Disappointingly, the Government’s response contains very few clear policy commitments preferring, instead, to start wide-ranging consultation processes regarding some of the key areas, namely:

employment status

enforcement of employment rights

agency workers

increasing transparency in the UK labour market

Chances are we won’t see much progress soon, and probably not in this Parliament, to codify or clarify the thorny, and unpredictable, issue of employment status for employers.  In the short term, Employment Tribunals and appeal courts across the UK will continue to grapple with these issues and reach fact-specific conclusions on individuals’ status in cases coming through from the ‘gig’ economy and beyond.   This is far from satisfactory, but reflective perhaps of the difficulty facing Parliament in deciding the best and most appropriate legislative solution from the range of options available.

Here’s our summary of the main proposals which are to be taken forward, and those which are not:

Proposals / reforms flowing from the Taylor Review which the Government has indicated will go ahead:

  • introduction of a new right for all workers, including zero-hour and agency workers, to request “a more stable contract”;
  • extension of the right to receive a payslip to all workers and a requirement that employers must state the hours being paid for on the payslips of time-paid workers
  • assistance from the state, through HMRC, will be given to workers to enforce national minimum wage, holiday and sickness rights;
  • introduction of a new ‘naming and shaming’ scheme for employers who fail to pay employment tribunal awards;
  • quadruple increase, from £5,000 to at least £20,000 for employers found to have committed an aggravated breach of employment legislation;
  • the Low Pay Commission will consider the impact of higher minimum wage rates for workers on zero-hour contracts;
  • new definition of ‘working time’ for flexible workers who find jobs through apps or online portals so they know when they should be being paid; and
  • further action to ensure unpaid interns are not doing the job of a worker.

Proposals / reforms which we now know won’t be going ahead: 

  • the recommendation for workers to be able to receive rolled-up holiday pay has been rejected as this is contrary to EU law;
  • the recommendation that employers have the burden of proof in employment status cases has been rejected, for now, pending the development of an online tool to check employment status;
  • as an aside, the Government has taken the opportunity to confirm that no reform will be made in respect of non-compete clauses – they are viewed as being valuable and necessary and will remain.

And, finally, it may have escaped the headlines but didn’t escape our attention – nestled deep in the report at page 50 is the suggestion that the Government may be considering the reintroduction of Tribunal fees.

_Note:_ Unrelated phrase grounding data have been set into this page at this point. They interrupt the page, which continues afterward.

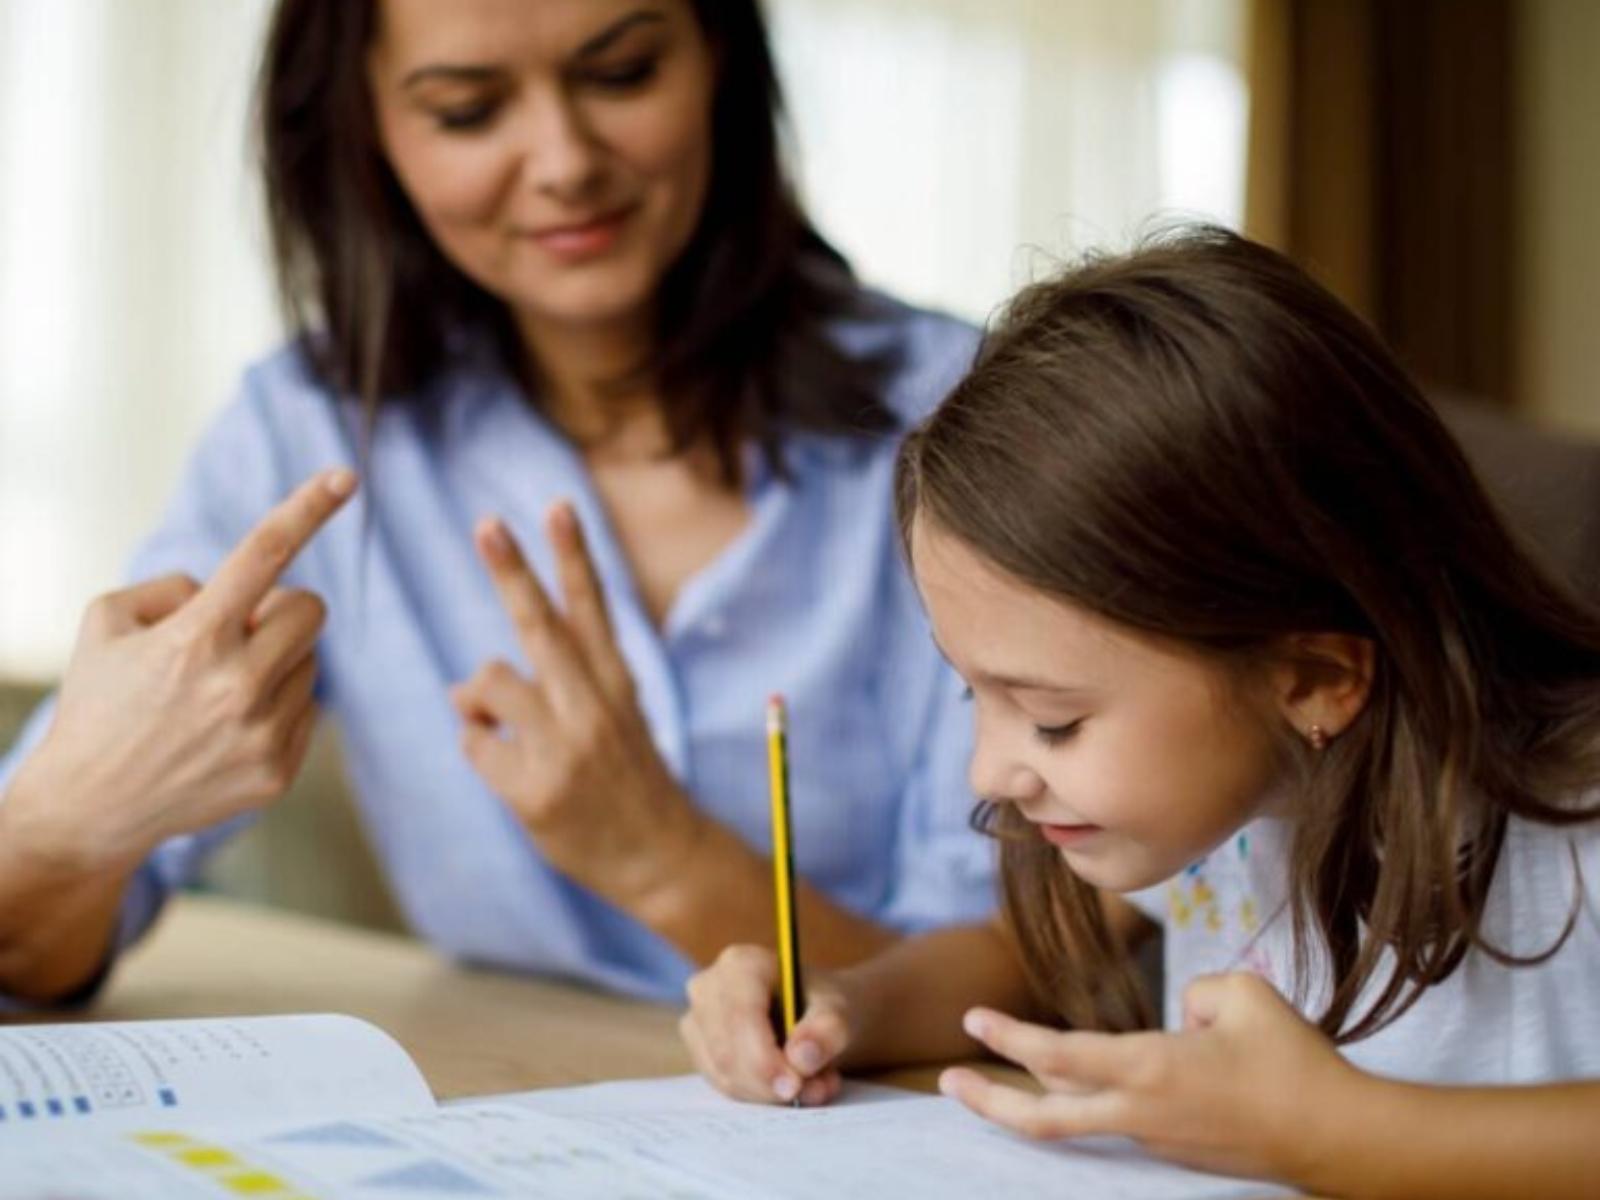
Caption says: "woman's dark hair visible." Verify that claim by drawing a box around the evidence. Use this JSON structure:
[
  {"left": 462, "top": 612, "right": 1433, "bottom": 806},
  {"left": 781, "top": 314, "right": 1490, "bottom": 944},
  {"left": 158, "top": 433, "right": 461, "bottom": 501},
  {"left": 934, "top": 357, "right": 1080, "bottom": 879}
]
[
  {"left": 896, "top": 225, "right": 1600, "bottom": 1041},
  {"left": 257, "top": 0, "right": 893, "bottom": 478}
]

The Government reminds us that the Supreme Court in R (on the application of Unison) v Lord Chancellor did not find the charging of fees as being wrong in principle and accepted that fees were a legitimate means of making resources available to the system of courts and tribunals. They are reviewing the Supreme Court’s Judgment “carefully”. One possibility if fees are reintroduced, is for claims regarding employment status to be exempt and not attract a fee under that system.